The story of blood-testing company Theranos was one of the biggest scandals to hit the tech and health care industry in decades. Now, years after the SEC started looking into the startup, the agency has charged founder Elizabeth Holmes and former president Ramesh "Sunny" Balwani with massive fraud.

According to the SEC, the pair raised over $700 million from investors on the back of "false statements about the company's technology, business, and financial performance."

Theranos claimed its portable analyzer could conduct a huge number of blood tests using just a few drops of blood. The SEC writes that in reality, the machine could complete only a tiny percentage of these tests, while the vast majority were carried out on "modified and industry-standard commercial analyzers manufactured by others."

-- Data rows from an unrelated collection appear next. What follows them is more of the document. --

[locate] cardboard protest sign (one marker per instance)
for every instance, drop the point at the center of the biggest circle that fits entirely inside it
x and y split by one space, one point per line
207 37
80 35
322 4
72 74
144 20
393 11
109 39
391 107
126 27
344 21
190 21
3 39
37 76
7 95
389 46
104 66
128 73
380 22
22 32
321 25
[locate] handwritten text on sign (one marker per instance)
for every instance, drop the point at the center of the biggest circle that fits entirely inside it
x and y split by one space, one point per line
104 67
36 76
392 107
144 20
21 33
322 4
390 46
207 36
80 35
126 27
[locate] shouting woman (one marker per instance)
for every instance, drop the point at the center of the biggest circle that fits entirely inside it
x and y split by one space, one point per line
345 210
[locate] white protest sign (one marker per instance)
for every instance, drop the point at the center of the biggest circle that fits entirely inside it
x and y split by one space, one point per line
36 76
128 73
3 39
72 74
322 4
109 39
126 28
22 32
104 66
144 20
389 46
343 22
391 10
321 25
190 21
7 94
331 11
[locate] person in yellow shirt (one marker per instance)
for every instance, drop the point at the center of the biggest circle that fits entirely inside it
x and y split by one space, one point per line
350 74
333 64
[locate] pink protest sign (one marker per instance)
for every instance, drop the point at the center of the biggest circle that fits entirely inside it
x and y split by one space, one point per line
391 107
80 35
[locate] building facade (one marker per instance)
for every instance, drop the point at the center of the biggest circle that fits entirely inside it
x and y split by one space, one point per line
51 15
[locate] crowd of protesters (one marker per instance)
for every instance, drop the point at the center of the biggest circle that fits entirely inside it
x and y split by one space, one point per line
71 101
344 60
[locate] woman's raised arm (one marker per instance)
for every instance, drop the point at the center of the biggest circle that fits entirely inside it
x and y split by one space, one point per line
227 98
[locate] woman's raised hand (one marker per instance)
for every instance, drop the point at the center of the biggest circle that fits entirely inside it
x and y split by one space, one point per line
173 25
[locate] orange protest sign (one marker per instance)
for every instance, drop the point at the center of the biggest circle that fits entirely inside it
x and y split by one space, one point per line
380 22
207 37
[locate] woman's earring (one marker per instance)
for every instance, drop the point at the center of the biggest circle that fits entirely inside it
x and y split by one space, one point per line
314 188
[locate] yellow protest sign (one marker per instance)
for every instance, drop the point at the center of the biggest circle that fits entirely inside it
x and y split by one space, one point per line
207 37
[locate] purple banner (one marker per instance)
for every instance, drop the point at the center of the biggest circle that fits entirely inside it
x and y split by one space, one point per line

Holmes and Balwani also falsely claimed that their company's products were deployed by the U.S. Department of Defense on the battlefield in Afghanistan and on medevac helicopters. Furthermore, they added that Theranos would generate more than $100 million in revenue in 2014. The truth is that its technology was never deployed in Afghanistan and it generated just over $100,000 in revenue that year.

Image credit: WSJ

Theranos and Holmes have agreed to resolve the charges against them, though neither has admitted nor denied the charges. In addition to paying a $500,000 penalty, Holmes has been barred from serving as an officer or director of a public company for ten years. She must also return her 18.9 million remaining shares she obtained during the fraud and give up majority voting control of Theranos. Should the firm be acquired or liquidated, she won't profit until more than $750 million is returned to defrauded investors and preferred shareholders.

Through investors such as Rupert Murdoch and board members that included Henry Kissinger, Theranos reached a $9 billion valuation, leading to Holmes being dubbed "the next Steve Jobs." But a series of reports from the Wall Street Journal in late 2015 marked the beginning of the end for Theranos, which closed its labs and Wellness Centers and terminated half its workforce in October 2016.